话说官府将寒光等人带回衙门之后,便对寒光等人进行审讯。
衙役问道:“你等可知所犯何罪?”
寒光只知师父被通缉,却不知他们也犯下罪行,便回道:“我等在客栈住宿,不曾得罪任何人,也未曾做错什么事,何罪之有?”
衙役听闻,颇为生气,拍桌子道:“你等可不要敬酒不知吃罚酒。”说罢,便从火炉内取出一块烧得通红的烙铁,在寒光等人面前晃来晃去,“如果不想死,就快快如实招来,否则,别怪爷爷没提醒你们”,衙役说道。
“大人,我等真的不知该如何招供,还请大人明察”,二师兄冷雨道。
“那我问你,你且如实回答,你们可否认识使一对金银双环的女子?”听衙役如此一问,众弟子一时脸色煞白,竟一个个说不出话来。
“说!免受皮肉之苦!”衙役大声对三师弟清风吼道。
三师弟本身胆小,见此情景,吓得结巴起来:“我,我,我不,知,知道!”。清风低着头说话,不敢看着衙役的眼睛。
衙役看透了清风的心思,便将烙铁放在清风胸前一寸远的位置,说道:“说不说?不说,我就让你尝尝烙铁的滋味!”
寒光见三师弟双腿颤抖不停,急忙说道:“有种冲你爷爷来,别吓唬我师弟!”
衙役一听,转身说道:“嘿嘿,来劲了啊,好,那就让你嘴硬的先尝尝!”说完,便将烙铁贴上了寒光的胸口,顿时,一股焦糊味弥漫在屋子内。寒光却面不改色,一个劲地骂道:“孙子,给你爷爷挠痒痒呢,来,使劲来!”衙役见寒光如此顽强,便用力将烙铁按在寒光的胸前。钻心的疼痛令寒光晕了过去。
衙役气急败坏地说:“你们几个,说,不说你们都得死!”三师弟已经尿了裤子,哭着说道:“大人,我说,我说!”
见三师弟要招供,二师哥冷雨道:“师弟,你可别把师父害了啊!”清风听二师兄说话,却不回答,只顾呜呜地哭,殊不知,清风才17岁。
衙役将烙铁拿到清风面前,大声说道:“赶紧说,爷爷可没那么多耐心!”
清风浑身颤抖,像筛糠一样,牙齿咯咯作响,脸色已无半点血色。
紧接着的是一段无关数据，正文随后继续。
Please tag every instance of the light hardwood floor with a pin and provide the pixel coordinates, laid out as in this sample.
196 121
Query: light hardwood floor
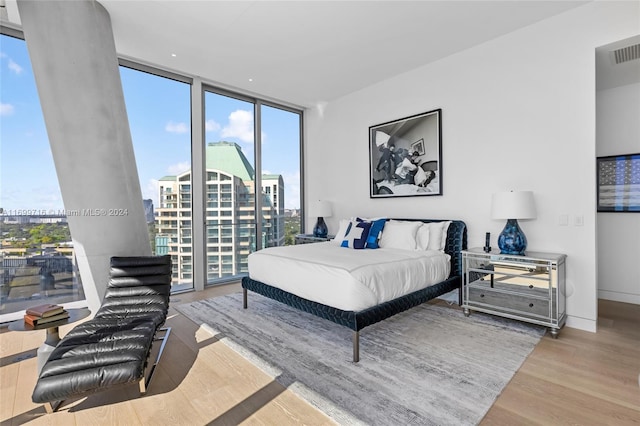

见此情景,衙役心想:这家伙要崩溃了,再作最后一击,就可招供。于是,衙役将烙铁烙向了清风的手臂。顿时,一股青烟升腾,清风“啊”的一声尖叫起来,“我说,我说,是我们师父!”衙役松开烙铁,“早说嘛,早说不就不会挨这一下了?”衙役奸笑道。
“师弟,你怎么可以出卖师父!”冷雨责问道。“你还嘴硬,闭上你的丑嘴!”,衙役说完,便顺手拿起一根棍子向冷雨身上打去,直打的冷雨皮开肉绽、满身血污方才罢休。而冷雨知道晕死过去都没有说一句求饶的话。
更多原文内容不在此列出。